Smoking Pork Picnics

Pork Picnic, Seasoned Well With a Rub, and Just Positioned on my Weber Smokey Mountain Cooker

When you finally try it, you'll find that smoking pork picnics takes more than a little time out of your day. They take a l-o-n-g time! But the wait is worth it!

The pork picnic roast, also known as a pork shoulder, picnic shoulder, shoulder picnic, and arm picnic, must have been designed for smoking. There's a lot of fat and connective tissue that adds moistness and flavor to the meat.





The bone helps hold the cut together when it's fall-apart tender. And the price is right. This is one of the least expensive cuts of pork (or meat, for that matter) around!


Smoking Pork Picnics With Charcoal

Before the meat hits the smoker, it needs to be prepared and seasoned. Removing some of the skin and fat, followed by seasoning with an injectable liquid and a dry rub is all that's needed.

With charcoal, the trick is to set up the coals so they do a progressive burn. This is accomplished by placing most of the briquettes into the smoker unlit, mixing a few hardwood chunks in to add smoke. Then, a layer of burning charcoal is scattered on top. The unlit briquettes catch fire, then slowly burn down to the bottom of the pile.

Using this method with a Weber Smokey Mountain smoker, it's possible to get burns up to 12 hours long.

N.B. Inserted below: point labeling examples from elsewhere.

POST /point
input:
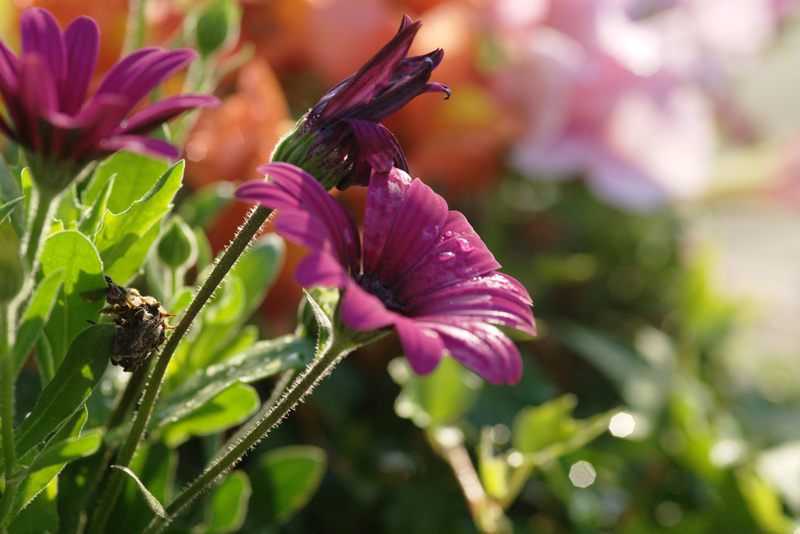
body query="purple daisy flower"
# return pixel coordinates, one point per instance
(419, 268)
(45, 88)
(341, 137)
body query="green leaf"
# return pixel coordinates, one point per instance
(121, 231)
(155, 467)
(92, 218)
(8, 207)
(227, 409)
(206, 203)
(285, 480)
(69, 449)
(264, 359)
(78, 375)
(152, 502)
(41, 515)
(127, 266)
(550, 431)
(229, 504)
(83, 275)
(324, 325)
(135, 175)
(438, 398)
(35, 317)
(236, 300)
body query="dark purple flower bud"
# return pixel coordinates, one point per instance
(45, 94)
(341, 139)
(418, 268)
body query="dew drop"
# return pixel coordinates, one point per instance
(464, 245)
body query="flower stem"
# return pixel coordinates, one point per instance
(303, 385)
(7, 407)
(44, 206)
(134, 33)
(225, 263)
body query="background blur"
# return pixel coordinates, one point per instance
(636, 165)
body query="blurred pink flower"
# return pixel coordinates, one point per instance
(418, 268)
(601, 100)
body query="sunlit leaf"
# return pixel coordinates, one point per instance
(229, 504)
(227, 409)
(438, 398)
(284, 481)
(36, 315)
(75, 379)
(264, 359)
(83, 275)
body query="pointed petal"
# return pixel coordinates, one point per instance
(422, 345)
(122, 70)
(483, 349)
(496, 299)
(458, 256)
(375, 143)
(372, 77)
(152, 70)
(383, 200)
(82, 38)
(160, 112)
(415, 229)
(40, 34)
(294, 188)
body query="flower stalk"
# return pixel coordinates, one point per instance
(240, 243)
(301, 387)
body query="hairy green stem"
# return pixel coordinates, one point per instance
(225, 263)
(134, 33)
(303, 385)
(7, 407)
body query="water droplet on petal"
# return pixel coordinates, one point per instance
(464, 245)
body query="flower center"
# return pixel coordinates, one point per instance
(374, 286)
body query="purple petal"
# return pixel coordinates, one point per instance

Right now, as I'm writing this, I'm smoking a pork picnic on my Weber. It's been cooking for 7hours, 38 minutes, and the temperature is at 229 degrees Fahrenheit. I should be able to get at least a couple more hours out of the charcoal before I need to add more.




By managing the burning charcoal in a water smoker, the cooking temperature can be kept above the boiling point of water, with the water in the pan providing steam for a moist cooking environment. By keeping the smoker temperature between 225 and 250 degrees, the pork picnic shoulder will take 1 to 1-1/2 hours per pound to finish. Adjust the air vents to regulate the temperature of the smoker. Use an accurate thermometer to keep track of the smoke chamber temperature, too.

Cooking at a lower temperature allows smoke flavor to penetrate the meat more deeply, but will also require a longer cooking time. Meat absorbs smoke until it reaches a certain temperature, around 150 degrees. After that, the smoke will remain on the surface. By smoking pork picnics for the first few hours at a lower temperature, say around 200 degrees, then raising the temperature up around 235 degrees, the shoulder will get good internal smoke flavor and will finish in a decent amount of time.

When the internal temperature of the pork picnic reaches about 195 degrees Fahrenheit, give it the fork test. Insert a table fork and give it a twist. If the meat tears, but it takes a little force, it's about right for slicing. When the fork twists easily and the meat seems to shred, it's time to pull it off for pulled pork.

One last thing. When the meat is done to your liking, remove it from the smoker and wrap it in a couple layers of aluminum foil. Then place the pork shoulder in a dry cooler, covered with a couple of large towels or a blanket, for an hour or two. The meat will be much juicier if you do this.

Before serving, separate the meat from the bone and remove all the fat and other unappetizing things you might find. Then, with a couple of big serving forks, shred it to pieces. I like to drizzle on a little cider vinegar after it's shredded. Serve with bread or buns and some crispy coleslaw. It's traditional to top the meat with some slaw before the top of the bun put in place. Enjoy!

That's how smoking pork picnics is done. It's not difficult...just takes a while!